Detection of genes causing rare hidden cancer!


Several sarcoma-causing genes have been identified in the first comprehensive genetic map of sarcoma, generated by research led by Umeko, the Garvan Institute of Medical Research and the University of New South Wales in Sydney. The research has broad implications for people living with sarcoma and their families – allowing cancer to be detected earlier and potentially improving patients’ survival.

Sarcomas are rare cancers that appear in bone, muscle, fat, or cartilage. Sarcomas most often occur in children and young adults, and they account for about 20% of cancers diagnosed in people under the age of 20.

To date, there has been little research on the genetic basis of sarcoma.

The new study published in the journal SciencesA comprehensive map of how the inheritance of genes affects families affected by sarcoma.

Researchers have found that one in 14 people with sarcoma carries a clinically important gene that explains why the cancer develops.

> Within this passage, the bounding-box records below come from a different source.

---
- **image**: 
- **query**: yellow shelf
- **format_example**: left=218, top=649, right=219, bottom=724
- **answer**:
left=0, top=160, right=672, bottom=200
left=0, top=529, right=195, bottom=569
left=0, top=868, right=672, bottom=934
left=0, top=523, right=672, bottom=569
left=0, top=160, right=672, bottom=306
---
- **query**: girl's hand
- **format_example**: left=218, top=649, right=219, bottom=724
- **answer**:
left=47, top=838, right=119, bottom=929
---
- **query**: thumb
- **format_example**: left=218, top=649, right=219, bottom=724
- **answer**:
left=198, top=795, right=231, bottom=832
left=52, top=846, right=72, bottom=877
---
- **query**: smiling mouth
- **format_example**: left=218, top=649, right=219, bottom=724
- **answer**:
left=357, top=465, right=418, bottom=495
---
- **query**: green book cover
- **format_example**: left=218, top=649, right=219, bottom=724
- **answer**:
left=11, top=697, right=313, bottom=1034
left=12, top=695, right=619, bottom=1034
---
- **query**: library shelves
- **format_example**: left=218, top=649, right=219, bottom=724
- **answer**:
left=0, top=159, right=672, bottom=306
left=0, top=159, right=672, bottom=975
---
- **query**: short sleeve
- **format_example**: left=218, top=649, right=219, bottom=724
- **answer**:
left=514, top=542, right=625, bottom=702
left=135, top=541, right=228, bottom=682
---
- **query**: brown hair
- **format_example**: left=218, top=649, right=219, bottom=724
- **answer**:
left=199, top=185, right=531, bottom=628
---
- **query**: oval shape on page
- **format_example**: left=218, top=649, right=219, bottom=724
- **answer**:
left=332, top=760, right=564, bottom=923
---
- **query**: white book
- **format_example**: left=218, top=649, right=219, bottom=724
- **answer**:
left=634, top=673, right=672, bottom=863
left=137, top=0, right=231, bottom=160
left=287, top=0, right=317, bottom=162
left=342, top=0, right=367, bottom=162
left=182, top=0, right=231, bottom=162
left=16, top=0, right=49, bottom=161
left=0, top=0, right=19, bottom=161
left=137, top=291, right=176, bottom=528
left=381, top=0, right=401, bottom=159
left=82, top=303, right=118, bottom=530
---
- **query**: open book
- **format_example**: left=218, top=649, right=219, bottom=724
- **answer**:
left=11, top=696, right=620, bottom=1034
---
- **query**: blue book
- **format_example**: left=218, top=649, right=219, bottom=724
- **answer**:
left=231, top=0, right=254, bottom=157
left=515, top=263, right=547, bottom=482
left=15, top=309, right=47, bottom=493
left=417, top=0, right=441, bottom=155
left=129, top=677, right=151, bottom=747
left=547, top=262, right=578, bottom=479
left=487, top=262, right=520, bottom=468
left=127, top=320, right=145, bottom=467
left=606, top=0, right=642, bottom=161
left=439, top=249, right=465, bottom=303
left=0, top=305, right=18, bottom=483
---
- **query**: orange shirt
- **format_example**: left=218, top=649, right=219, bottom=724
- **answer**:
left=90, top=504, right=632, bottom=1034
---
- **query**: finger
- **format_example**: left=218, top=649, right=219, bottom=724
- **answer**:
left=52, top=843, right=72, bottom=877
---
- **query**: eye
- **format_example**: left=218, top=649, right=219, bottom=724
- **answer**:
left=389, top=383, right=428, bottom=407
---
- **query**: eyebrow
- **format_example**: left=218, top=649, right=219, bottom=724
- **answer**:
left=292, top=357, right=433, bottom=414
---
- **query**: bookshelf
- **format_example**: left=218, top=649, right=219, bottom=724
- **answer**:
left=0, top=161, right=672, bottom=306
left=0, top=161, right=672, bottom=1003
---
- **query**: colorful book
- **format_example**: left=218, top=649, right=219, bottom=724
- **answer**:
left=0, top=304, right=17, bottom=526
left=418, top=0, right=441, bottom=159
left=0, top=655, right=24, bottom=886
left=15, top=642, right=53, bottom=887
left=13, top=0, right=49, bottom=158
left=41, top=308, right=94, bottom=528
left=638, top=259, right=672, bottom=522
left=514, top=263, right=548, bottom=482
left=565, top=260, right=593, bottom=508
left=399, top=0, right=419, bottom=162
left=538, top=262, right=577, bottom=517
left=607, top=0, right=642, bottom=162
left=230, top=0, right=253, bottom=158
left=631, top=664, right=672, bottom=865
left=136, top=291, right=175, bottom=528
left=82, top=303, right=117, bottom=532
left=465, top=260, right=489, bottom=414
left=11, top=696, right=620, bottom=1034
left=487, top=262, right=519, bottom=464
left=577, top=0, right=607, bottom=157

In addition, the research team identified a previously unknown genetic pathway specific to sarcoma.

said lead author of the paper, Dr. Mandy Ballinger, chair of the Garvan Hereditary Cancer Risk Group.

These new findings are important for sarcoma patients, said Jonathan Granik, who was diagnosed with sarcoma at age 26.

“Receiving a sarcoma diagnosis can be devastating,” said Jonathan. “This research offers hope for sarcoma patients, as it increases the chance of being diagnosed at an early, curable stage.”

The study was co-led by Professor David Thomas, head of the Cancer Genomic Medicine Laboratory at Garvan and CEO of Omico, a national nonprofit network of cancer genomic research and treatment centers.

“Cancer is fundamentally a genetic disease, and genomics is the key to unlocking its secrets. This international collaboration has developed new methods for mapping the genetic basis of cancer and has identified novel genetic pathways that increase cancer risk. These findings fill in important gaps in the missing cells,” said Professor Thomas.

The research paves the way for people with a family history of sarcoma to be tested for genetic risk of developing the disease.

The researchers used data collected from the International Sarcoma Study (ISKS) and Genetic Cancer Risk in Young People (RisC) studies. Established in Australia in 2008, ISKS is the largest genetic study of sarcoma in the world, including more than 3,500 families recruited from 23 cancer centers in seven countries.